- Original title: 范の犯罪 Han no hanzai
- Translator: Ivan Morris (1956) Lane Dunlop (1987)
- Country: Japan
- Language: Japanese

Publication
- Published in: Shirakaba
- Publication type: Magazine
- Media type: Print
- Publication date: 1913
- Published in English: 1956, 1987

= Han's Crime =

1913 Japanese short story

Han's Crime (范の犯罪, Han no hanzai) is a short story by Japanese writer Naoya Shiga first published in 1913 in the magazine Shirakaba. The story follows a police hearing after a woman was killed during a circus knifethrowing act by the hands of her husband, the professional knifethrower Han.

==Plot==
At a circus performance, a young woman is killed during a knifethrowing act by the hands of her husband Han, a professional knifethrower of Chinese descent and a devout, converted Christian. Han is arrested immediately after the incident. A judge first questions the circus director, then Han's assistant, and finally the defendant. The circus director and the assistant emphasise Han's professionalism, his educated, good manners, and his impeccable conduct. On second thought, the assistant adds that the couple had always been kind to others, but treated each other disparagingly.

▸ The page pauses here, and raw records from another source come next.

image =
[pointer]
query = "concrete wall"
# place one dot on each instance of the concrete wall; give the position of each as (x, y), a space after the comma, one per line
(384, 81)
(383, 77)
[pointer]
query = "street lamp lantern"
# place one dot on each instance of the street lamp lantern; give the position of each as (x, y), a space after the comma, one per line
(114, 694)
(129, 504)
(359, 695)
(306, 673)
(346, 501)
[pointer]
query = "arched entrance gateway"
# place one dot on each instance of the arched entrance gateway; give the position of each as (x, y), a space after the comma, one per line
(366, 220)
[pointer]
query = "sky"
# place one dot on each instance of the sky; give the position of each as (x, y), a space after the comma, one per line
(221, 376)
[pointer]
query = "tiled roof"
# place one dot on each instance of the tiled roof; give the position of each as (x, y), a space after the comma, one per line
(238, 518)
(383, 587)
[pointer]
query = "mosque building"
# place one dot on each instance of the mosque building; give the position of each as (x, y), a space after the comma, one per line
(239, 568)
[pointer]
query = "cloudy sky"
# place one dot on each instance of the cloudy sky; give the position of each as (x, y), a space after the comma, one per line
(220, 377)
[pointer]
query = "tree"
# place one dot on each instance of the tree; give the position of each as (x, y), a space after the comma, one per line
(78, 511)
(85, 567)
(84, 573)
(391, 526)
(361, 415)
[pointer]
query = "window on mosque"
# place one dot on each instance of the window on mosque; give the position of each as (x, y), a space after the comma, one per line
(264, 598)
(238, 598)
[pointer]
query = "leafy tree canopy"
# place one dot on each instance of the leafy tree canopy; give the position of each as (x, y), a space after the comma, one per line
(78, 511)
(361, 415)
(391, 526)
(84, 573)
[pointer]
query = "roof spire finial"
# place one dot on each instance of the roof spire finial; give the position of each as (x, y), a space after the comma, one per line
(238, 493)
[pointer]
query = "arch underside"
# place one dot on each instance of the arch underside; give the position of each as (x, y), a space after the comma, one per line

In his testimony, Han confesses that he detested his wife since she gave birth to a child she had from another man (and which died soon after birth), and had contemplated the possibility of her death. Yet, although he hadn't been afraid of being sent to jail, which couldn't have been worse than his unhappy marriage, he felt too weak to commit such a crime, which he would also have considered a sin. He hadn't had any intention to kill his wife on this day, and has no explanation for the incident. Asked by the judge, Han admits freely that he felt no sorrow after his wife's death. The judge sends Han out of the room and, suddenly feeling agitated, declares him not guilty.

==Legacy==
Han's Crime ranks, along with The Razor (Kamisori, 1910) and Seibei and his Gourds (Seibei to hyotan, 1913), as one of the stories which established Naoya's reputation as a writer.

In later years, literary historians pointed out the protagonist's rejection of an imposed moral consciousness or viewing life and identity as causal continuities, the rejection of the notion that a judgment can be other than arbitrary, the demonstration of the inability of an organised society to deal with individual truthfulness, and an influence of Friedrich Nietzsche's "superman" who defines his own morality.

==Translations==
Han's Crime has been translated into English by Ivan Morris for the 1956 anthology Modern Japanese Literature and by Lane Dunlop for the 1987 Nayoa Shiga short story collection The Paper Door and Other Stories. It has also been translated into various other languages, including French, German and Spanish.

==Adaptations==
Han's Crime was adapted for Japanese television as Satsui no mero (lit. "Maze of murderous intentions") in 1988.